Towering above the Dubai skyline is the elegant hotel-andoffice complex of Emirates Towers. At 350 metres high, the office tower is the tallest building in the Middle East and Europe, Primarily a business hotel, Emirates Towers has every conceivable luxury for the travelling executive,
A celebration of the ruling Maktoum family’s private racing stable, the Godolphin Gallery houses the world’s finest collection of horse-racing trophies. On display are the glittering trophies received from the world’s greatest races including the King George and Queen Elizabeth Diamond Stakes, the Prix de I ‘Arc de Triomphe, the Prince of Wales’s Stakes and the Dubai World Cup. A truly international experience, the gallery incorporates interactive touch-screen consoles, action photographs, video presentations and memorabilia, all depicting the first nine years of the Godolphin racing stable. Adjacent to Nad AI Sheba racecourse, the gallery is open from January to April and is a unique opportunity to share in one of Dubai’s most prestigious operations.
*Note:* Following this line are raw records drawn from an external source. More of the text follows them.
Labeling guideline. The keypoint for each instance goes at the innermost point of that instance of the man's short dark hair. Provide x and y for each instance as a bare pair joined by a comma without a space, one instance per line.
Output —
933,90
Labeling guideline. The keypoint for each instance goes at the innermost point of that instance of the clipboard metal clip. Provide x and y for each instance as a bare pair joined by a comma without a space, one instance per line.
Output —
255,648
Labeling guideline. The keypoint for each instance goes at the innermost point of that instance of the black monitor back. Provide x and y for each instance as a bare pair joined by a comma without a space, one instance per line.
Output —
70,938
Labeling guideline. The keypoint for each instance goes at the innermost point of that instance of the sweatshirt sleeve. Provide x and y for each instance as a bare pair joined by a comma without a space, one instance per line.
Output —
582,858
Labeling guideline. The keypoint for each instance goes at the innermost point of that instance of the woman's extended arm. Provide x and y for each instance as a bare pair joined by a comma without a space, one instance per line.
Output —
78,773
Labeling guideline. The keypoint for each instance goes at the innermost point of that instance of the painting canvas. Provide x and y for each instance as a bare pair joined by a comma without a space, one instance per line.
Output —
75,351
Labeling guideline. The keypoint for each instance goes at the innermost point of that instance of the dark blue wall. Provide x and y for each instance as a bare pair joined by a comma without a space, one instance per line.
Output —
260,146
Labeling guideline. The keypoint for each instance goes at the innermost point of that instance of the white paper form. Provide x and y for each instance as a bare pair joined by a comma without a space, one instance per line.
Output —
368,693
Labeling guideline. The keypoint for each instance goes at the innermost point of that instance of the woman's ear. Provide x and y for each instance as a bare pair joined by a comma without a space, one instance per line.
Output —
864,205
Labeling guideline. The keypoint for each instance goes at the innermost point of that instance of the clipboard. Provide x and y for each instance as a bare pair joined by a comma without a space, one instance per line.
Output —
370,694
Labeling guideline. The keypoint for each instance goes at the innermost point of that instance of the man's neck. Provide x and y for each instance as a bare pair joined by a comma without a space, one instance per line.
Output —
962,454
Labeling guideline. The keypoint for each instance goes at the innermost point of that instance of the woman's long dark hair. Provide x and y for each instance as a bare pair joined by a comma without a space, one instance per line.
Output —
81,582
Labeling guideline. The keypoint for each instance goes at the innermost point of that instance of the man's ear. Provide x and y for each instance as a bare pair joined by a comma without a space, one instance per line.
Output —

 The visitor centre at the Gold and Diamond Park in Al Quoz showcases the history of Arabian jewellery and also includes a guided tour of the adjacent manufacturing plant.
 Located near the mouth of the Creek, this heritage site presents both a comprehensive insight into the emirate’s maritime past and a fine example of traditional Gulf architecture. Local potters and weavers sell their handicrafts in a tented Bedouin village and camel rides are also available.
Located in Deira and built in 1890, this house was once owned by Dubai’s most famous pearl merchant, Sheikh Ahmed bin Dalmouk. An excellent example of Dubai’s vernacular architecture it was restored and re-opened in 2000 and presents a vivid recreation of local period household interiors.
Described as the ‘most comprehensive resort in the world’, Madinat Jumeirah is a beach resort with a difference, It encompasses two hotels as well as guest houses, a vibrant souk, a theatre, an incredible variety of restaurants, a spa and its own series of waterways served by traditional abras (water taxis).
In white-washed rooms and central courtyard, an old windtower house in Bastakiya is home to a delightful art gallery. Hosting ten exhibitions of contemporary artists per year, the gallery complex also provides a range of pottery, glass, fabrics, furniture and other desirable objets d’art,
Situated on the Bur Dubai side of the Creek near the Ruler’s Court, the Grand Mosque is one of Dubai’s most distinguished landmarks. With nine large domes boasting stained-glass panels and 45 small ones, it also has the city’s tallest minaret, measuring an incredible 70 metres in height.

 One of the largest and most beautiful of Dubai Mosques is the Jumeirah Mosque, a prominent landmark of the city it is also a popular subject for photographers and appears in many international publications, Built in the medieval Fatimid tradition, it is a spectacular example of modern Islamic architecture and is particularly attractive at night when the subtle lighting throws its artistic twin minarets and majestic dome into relief. The mosque offers guided tours for visitors.